I do drink fresh squeezed OJ occasionally but I do avoid the Vit C supplements as I don’t know how it affects the chemo. I have read that Vit C does cause a reaction with many chemo drugs.
Maybe ask your oncology pharmacist? You can also look up drug interactions on drugs.com
Hope this helps!
This is also a good reference for various supplements from a reliable source:
https://www.mskcc.org/cancer-care/diagnosis-treatment/symptom-management/integrative-medicine/herbs/search
FWIW, there has been some recent interest and research regarding the potential of Metformin to be helpful wrt pancreatic cancer. If anyone gets good details from reliable sources, please post!
Additionally there is a clinical trial using hydroxychloroquin with high doses of vitamin in D for pancreatic cancer but no results in yet. I was advised to take water soluble ADEK vitamin and some extra D.
There is alot of controversy about the use of High Dose IV C - mostly because it is being assumed that IV C acts the same as oral C and it does not. Oral C acts as an anti-oxidant. IV C when in high dose acts as an oxidant and makes the environment unsuitable for cancer - thus weaking is and killing some of it.
It should not be used as a sole method to fight cancer. Chemotherapy is currently the best cancer killer. However, High Dose IV C along with many other off-label medicines as well as supplements can help.
Please do research on this by Googling Pubmed and searching for articles on High Dose Intravenous Vitamin C and cancer . https://pubmed.ncbi.nlm.nih.gov/
Think about an approach that seeks to use anything that looks like it could help with solid research behind it - even if not part of the "Standard of Care".
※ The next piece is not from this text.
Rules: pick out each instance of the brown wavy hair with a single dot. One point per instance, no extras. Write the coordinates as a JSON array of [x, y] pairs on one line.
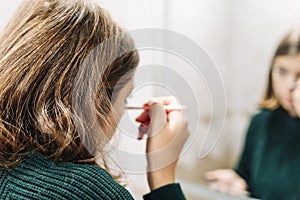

I probably spend one to two hours a day reading and searching for anything that may help. My goal is to hit this thing with tons of bullets concurrently. Pancreatic cancer is aggressive and sneaky.
Beth
I would also recommend reading the book "How to Starve Cancer" by Jane McClelland. It is NOT a book about fasting or what foods to leave out. It is a book about using off-label existing relatively harmless medications to inhibit the way cancers feed themselves- thus weakening them and enabling chemo and other mechanisms to kill them .... INCLUDING cancer stems cells.